La Paz, 16 de enero de 2026 (AND).- Ampliar los horizontes académicos y profesionales es una meta cada vez más presente entre los jóvenes que buscan destacar en un mundo globalizado. Para lograrlo, la formación de base resulta clave, como lo demuestra la experiencia de Gabriel Matheus Janco de Freitas, ingeniero de sistemas boliviano que decidió llevar su aprendizaje más allá de las fronteras del país.
“Lo que aprendí fue la base que me permitió aprovechar al máximo mi experiencia en Brasil. Sin esa preparación previa, habría sido imposible comprender y asimilar todo lo que viví allá”, afirma Gabriel, egresado de la Universidad Franz Tamayo, quien cursó un semestre académico en la Universidad Estatal de Campinas (Unicamp), en São Paulo, considerada una de las instituciones más prestigiosas de América Latina.
Su motivación fue clara desde el inicio. “Yo fui a la Universidad de Campinas, en Sao Paulo, Brasil, en la ciudad de Campinas. Fui ahí por el principal motivo de que esta universidad está en tercer lugar en el ranking de las mejores universidades latinoamericanas”, relata. El objetivo: profundizar sus conocimientos en inteligencia artificial y acceder a tecnologías de vanguardia.
Las expectativas no tardaron en cumplirse. “He visto todo tipo de tecnología que se desarrolla en la universidad.
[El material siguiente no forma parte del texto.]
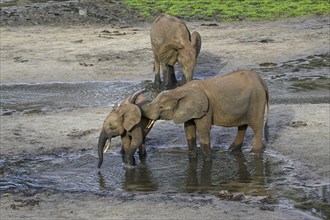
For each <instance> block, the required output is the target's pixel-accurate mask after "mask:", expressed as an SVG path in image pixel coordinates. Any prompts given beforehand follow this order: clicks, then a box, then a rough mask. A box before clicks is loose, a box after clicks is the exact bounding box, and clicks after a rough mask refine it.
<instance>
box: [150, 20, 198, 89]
mask: <svg viewBox="0 0 330 220" xmlns="http://www.w3.org/2000/svg"><path fill="white" fill-rule="evenodd" d="M150 39H151V47H152V51H153V54H154V59H155V62H154V72H155V81H154V83H155V85H157V86H160V85H161V79H160V66H161V67H162V71H163V80H164V82H163V86H164V87H166V88H168V89H169V88H174V86H175V85H176V84H177V80H176V77H175V72H174V64H175V63H176V62H179V64H180V65H181V67H182V70H183V76H182V80H181V84H184V83H186V82H188V81H191V80H192V79H193V72H194V67H195V66H196V63H197V56H198V54H199V52H200V49H201V45H202V40H201V36H200V34H199V33H198V32H193V33H192V34H190V32H189V30H188V28H187V26H186V25H185V23H184V22H182V21H181V20H180V19H178V18H176V17H173V16H170V15H167V14H160V15H159V16H158V17H157V18H156V19H155V21H154V22H153V24H152V26H151V30H150Z"/></svg>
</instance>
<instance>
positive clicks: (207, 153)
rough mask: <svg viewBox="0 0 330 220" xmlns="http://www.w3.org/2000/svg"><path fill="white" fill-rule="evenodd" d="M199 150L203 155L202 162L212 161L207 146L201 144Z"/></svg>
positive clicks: (209, 148) (209, 153)
mask: <svg viewBox="0 0 330 220" xmlns="http://www.w3.org/2000/svg"><path fill="white" fill-rule="evenodd" d="M201 148H202V151H203V155H204V161H211V160H212V150H211V147H210V145H209V144H201Z"/></svg>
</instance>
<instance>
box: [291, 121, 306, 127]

Me han abierto las puertas en algunos laboratorios para realizar lo que llaman allá iniciación científica, además de la parte laboral en otras empresas alrededor de la universidad”, comenta sobre su llegada a Unicamp.
Durante seis meses, Gabriel se formó en programación avanzada y gestión de proyectos, trabajando directamente con docentes y estudiantes internacionales. “En la parte de inteligencia artificial he visto que allá se profundiza mucho más, tanto que ellos hacen sus propios algoritmos desde cero. He ido aprendiendo desde el inicio a crear el algoritmo, a alimentarlo, retroalimentarlo y ponerlo en práctica”, explica.
Otro ámbito que marcó su paso por Brasil fue la seguridad informática. “Lo nuevo que yo he aprendido, principalmente con los ‘intercambistas’ de San Salvador, que estaban ahí también como docentes, fue mucho en la parte de seguridad informática, hacking ético. También la empresa Samsung nos mostró su laboratorio de robótica, donde desarrollaron robots de visión artificial”, recuerda.
La experiencia internacional también fortaleció sus habilidades personales. “He tenido la oportunidad de conocer estudiantes de intercambio de Colombia, Venezuela, Cuba, Mozambique y otros países. Fue una experiencia muy bonita y desafiadora a la vez, tanto en lo educativo como en lo personal”, comparte.
Inspirado por este aprendizaje, Gabriel desarrolló Helios One, un sistema que integra un dispositivo y una plataforma web para monitorear en tiempo real a rescatistas y bomberos en situaciones de emergencia. “Es como abrir una mirada, otra perspectiva que nunca te habías dado cuenta. Cada país tiene una forma distinta de ver las cosas y lo puedes aplicar acá en Bolivia”, reflexiona.
Desde su visión institucional, Unifranz impulsa la internacionalización como parte central de su modelo educativo. La rectora Verónica Ágreda de Pazos señala que “la internacionalización es un pilar de nuestro modelo educativo. Buscamos que nuestros estudiantes vivan experiencias que los preparen para enfrentar un mundo interconectado”.
Historias como la de Gabriel confirman que la movilidad académica no solo fortalece el conocimiento, sino que transforma la manera en que los estudiantes proyectan su futuro profesional y personal.